The theoretical possibility of tuning the interaction between ultracold atoms using a magnetic field was established some time ago3. A modest magnetic field can distort the electron cloud around the atoms and hence change the force they exert on one another. This change is very small, but at the ultra-cold temperatures of the condensate it has a profound effect (Fig. 1).

Figure 1: The energies of nearly-bound molecular states for different values of an applied magnetic field.
figure 1

These are states in which the atoms of a Bose-Einstein condensate hang together for some time instead of simply cruising past each other. Two atoms in the condensate are much more likely to form such a pair if their relative kinetic energy is close to the energy of the molecular state — in other words, if there is a resonance. Because a magnetic field alters the molecular-state energies, the strength of atom-atom interactions can be changed enormously by varying the field.

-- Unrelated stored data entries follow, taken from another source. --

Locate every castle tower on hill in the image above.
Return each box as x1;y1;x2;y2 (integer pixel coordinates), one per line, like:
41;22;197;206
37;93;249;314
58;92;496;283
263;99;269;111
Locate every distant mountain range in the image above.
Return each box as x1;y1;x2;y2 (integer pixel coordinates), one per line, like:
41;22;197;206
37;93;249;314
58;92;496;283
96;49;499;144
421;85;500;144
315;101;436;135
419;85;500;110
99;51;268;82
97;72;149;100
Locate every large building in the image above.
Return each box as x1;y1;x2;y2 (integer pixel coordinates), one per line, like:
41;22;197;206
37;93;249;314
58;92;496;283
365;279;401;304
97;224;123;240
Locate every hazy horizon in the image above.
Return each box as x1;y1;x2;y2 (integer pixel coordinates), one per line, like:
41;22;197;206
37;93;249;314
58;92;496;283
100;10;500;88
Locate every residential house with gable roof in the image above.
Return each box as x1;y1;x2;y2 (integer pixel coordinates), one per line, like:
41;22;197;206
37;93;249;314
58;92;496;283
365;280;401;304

To achieve this in the lab required the ability to trap the atoms so that they would not be too badly disturbed by a magnetic tuning field — the usual magnetic trapping methods clearly won't do. Instead, Ketterle et al. managed to trap their condensate in a light field. That isn't easy, as light fields easily destroy condensates unless the fields are closely controlled, and its accomplishment is a masterpiece of experimental technique.

Once they had made the condensate in a magnetic trap, the authors transferred it into an optical one, where the atoms are confined solely by the force a laser field exerts on an atom (Fig. 2). It is only possible to use such a trap because of the remarkably low temperatures, below 1 μK, achieved in the first step of creating the condensate. This makes the atoms slow enough for them to be held in a laser beam of modest power.

Figure 2: Trapping and tweaking a Bose-Einstein condensate.
figure 2

The condensate is first formed by evaporative and laser cooling in a magnetic trap (a). It is then contained by the optical field of a focused infrared laser (b), so that its interactions can be tuned by a uniform magnetic field (c).

Ketterle and colleagues could then apply a near-uniform magnetic field (which does not unduly disturb the confinement of the atoms) and observe the changes this produced in the atomic interactions by the effect it has on the properties of the condensate. The changes they see are very marked, and the confirmation of theoretical predictions is impressive.

Being able to tune the interactions offers new ways to control the motion of condensed gases when they are allowed to escape to produce a laser-like source of atoms. By using a magnetic field with a varying field strength, one could focus the matter wave in a clean, loss-free manner. This should lead to more flexible sources of coherent matter waves for clocks, interferometry and lithography, for example.

This tuning knob will also let experimentalists play the game that theorists have been so very fond of in the past. One of the most exciting possibilities would be to form a large, stable condensate with repulsive interactions, and then to switch the interactions to being attractive. That would produce an unstable macroscopic quantum system that would rapidly collapse, ejecting hot atoms and molecules — providing a stringent test of the quantum field theory that is now being developed to treat condensates and their dynamics.